With each day of “soft” lockdown, the damage to the economy and society, including children, increases. “Even when all the major downsides of school closings are taken into account, the catastrophe of hospital overload weighs more heavily. All who speak out against school closings must say they are in favor of triage no later than November 18, “say the scientists.
Children as virus spinners?
Children play a subordinate role in the epidemiological chain; this has been the common opinion until now. In particular, young children are considered to be more difficult to infect, are more difficult to transmit the virus, and because of the often mild symptoms, they tend to shed fewer viruses. However, they can carry as many viruses as adults.

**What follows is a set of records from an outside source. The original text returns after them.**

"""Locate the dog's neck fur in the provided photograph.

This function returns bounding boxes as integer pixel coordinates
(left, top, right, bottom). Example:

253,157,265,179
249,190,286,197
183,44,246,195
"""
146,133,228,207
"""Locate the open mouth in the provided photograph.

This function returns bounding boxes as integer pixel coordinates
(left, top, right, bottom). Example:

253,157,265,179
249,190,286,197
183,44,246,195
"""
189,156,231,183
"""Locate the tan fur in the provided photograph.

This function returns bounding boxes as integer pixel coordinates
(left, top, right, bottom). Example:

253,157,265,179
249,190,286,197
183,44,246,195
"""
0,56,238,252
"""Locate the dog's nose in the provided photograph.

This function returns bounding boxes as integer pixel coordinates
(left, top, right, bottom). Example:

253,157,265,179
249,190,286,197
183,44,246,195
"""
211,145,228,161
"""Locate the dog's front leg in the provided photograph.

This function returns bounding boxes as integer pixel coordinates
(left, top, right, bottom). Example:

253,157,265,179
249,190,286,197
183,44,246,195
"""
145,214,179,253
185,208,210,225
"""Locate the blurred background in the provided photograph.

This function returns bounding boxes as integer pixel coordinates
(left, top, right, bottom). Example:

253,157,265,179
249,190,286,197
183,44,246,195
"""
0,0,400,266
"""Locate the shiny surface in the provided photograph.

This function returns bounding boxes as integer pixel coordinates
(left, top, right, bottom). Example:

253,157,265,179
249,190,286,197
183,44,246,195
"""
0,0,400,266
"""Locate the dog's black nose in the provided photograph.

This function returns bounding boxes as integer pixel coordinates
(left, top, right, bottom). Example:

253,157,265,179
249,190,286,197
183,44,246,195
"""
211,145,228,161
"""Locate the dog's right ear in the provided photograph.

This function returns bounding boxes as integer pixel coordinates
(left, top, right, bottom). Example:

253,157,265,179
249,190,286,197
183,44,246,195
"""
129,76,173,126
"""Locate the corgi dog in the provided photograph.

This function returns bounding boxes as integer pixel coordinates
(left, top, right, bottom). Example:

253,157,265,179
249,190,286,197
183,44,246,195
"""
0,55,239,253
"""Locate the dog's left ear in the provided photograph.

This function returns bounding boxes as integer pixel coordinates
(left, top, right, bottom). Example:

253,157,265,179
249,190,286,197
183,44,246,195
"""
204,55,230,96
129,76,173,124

However, there is now increasing evidence that the risk posed by children may have been underestimated. The largest study to date on contact person follow-up from India showed that one in four children between the ages of one and four became infected when they had contact with an infected child. Adults were infected by children much less frequently, the value here was between five and eight percent. A few weeks ago, an antibody study by Helmholtz Zentrum München revealed that six times more children in Bavaria were infected with the coronavirus than was reported. Experts believe that the number of infections is biased because children (mainly at the beginning of the pandemic, but also today) were tested less frequently.